Bush’s abortion record—delivering easy stuff, resisting some leftist extremes, but doing almost nothing to advance the main objective—is the same pattern we see on issue after issue, despite French’s efforts to convince us otherwise.

He shows impressive progress on gun laws, right to work, charter school attendance, homeschooling, judicial wins on free speech and religious liberty, and various leftist policies Barack Obama didn’t enact. But behind each example lies a deeper, unaddressed threat.

Policy wins can be reversed by a judiciary we’ve done nothing to rein in. Conservatives’ kids exiting public schools doesn’t address the indoctrination of the millions who stay, then go to even worse college (especially when people like French attack those conservatives who are working to expose fanatical leftist professors). The primary threat to free speech today isn’t government; it’s tech companies stacking debates and suppressing ideas. Preventing bad legislation is small comfort as Democrats increasingly turn to courts and bureaucracy to achieve their ends.

And looming over all of it is how little we’ve done to get immigration under control and stop Democrats from using it to permanently transform the electorate.

But foreign policy is where French’s straw-grasping is most obvious:

Has there ever been a great-power conflict whose end was handled as deftly as the Cold War’s? And as for all the hate piled on George W. Bush, his critics ignore two huge accomplishments: a foreign-aid program to combat AIDS in Africa that may be one of the most life-saving foreign-policy initiatives in all of human history, and an effective post-9/11 defense of America from large-scale jihadist attack.

I don’t know what’s sadder: French suggesting that most dissatisfied conservatives include Ronald Reagan (amnesty mistake aside) in their indictment of the GOP, or resorting to citing foreign-aid spending in what started out as a showcase of conservatism. (Whatever one thinks of Bush’s AIDS program, it’s no more indicative of a specifically-conservative agenda than presidents declaring holidays or dispatching disaster-relief efforts.)

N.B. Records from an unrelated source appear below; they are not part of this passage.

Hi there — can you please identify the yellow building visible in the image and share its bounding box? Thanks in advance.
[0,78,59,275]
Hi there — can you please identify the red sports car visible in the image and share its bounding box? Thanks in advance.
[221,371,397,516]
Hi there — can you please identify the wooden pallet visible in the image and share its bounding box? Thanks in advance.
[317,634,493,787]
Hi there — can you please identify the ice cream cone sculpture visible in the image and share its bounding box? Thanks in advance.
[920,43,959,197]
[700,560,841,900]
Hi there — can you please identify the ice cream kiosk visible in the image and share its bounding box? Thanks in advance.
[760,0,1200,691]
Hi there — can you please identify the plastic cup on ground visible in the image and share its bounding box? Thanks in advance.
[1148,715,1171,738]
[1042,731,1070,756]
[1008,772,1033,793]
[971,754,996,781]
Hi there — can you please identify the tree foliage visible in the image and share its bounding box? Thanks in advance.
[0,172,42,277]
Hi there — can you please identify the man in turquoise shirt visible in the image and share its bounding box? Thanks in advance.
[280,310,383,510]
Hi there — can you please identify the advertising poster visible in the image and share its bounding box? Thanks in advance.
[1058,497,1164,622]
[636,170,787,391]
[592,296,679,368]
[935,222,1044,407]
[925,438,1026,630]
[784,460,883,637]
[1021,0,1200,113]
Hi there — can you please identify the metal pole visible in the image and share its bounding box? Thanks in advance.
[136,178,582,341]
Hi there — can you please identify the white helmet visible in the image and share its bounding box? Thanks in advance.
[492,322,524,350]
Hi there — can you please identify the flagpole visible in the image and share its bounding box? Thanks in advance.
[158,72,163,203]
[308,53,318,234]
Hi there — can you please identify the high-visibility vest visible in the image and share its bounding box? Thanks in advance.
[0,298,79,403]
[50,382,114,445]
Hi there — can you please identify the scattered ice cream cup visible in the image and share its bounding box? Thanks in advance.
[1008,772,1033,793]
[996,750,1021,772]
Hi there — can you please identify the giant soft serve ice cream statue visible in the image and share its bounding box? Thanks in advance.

More importantly, while French is right about post-9/11 terror prevention, that’s only half of Bush’s foreign policy legacy.

43 was right to topple Saddam Hussein, but by failing to clearly articulate the occupation’s purpose and refusing to commit enough troops until death tolls forced the 2007 surge (among other misjudgments), Bush did more than just preside over needless loss of life, provoke a Democrat congressional sweep, and pave Obama’s path to the White House. He left the Right more fractured and confused than on any other issue, torn between hawks putting too little thought into our “allies” and objectives in the Middle East, and reflexive non-interventionists echoing Code Pink-esque “warmonger” rhetoric.

We know the GOP isn’t a conservative party, but the problem runs so much deeper than that. By and large, conservative thought leaders and activists have neglected to hold Republicans accountable for failure and betrayal, treated candidate selection and vetting like a game, let countless maladies fester while doing little more than complaining in echo chambers, and repeatedly defined down expectations for what we can achieve.

Alas, Donald Trump isn’t the answer to those problems, but he’s not the source, either. Trump never would’ve become president if conservatism had been successfully conserving life, liberty, and prosperity, and until elites can be honest about that, the base will keep searching for champions beyond the “respectable” bench that swampcons keep asking us to settle for.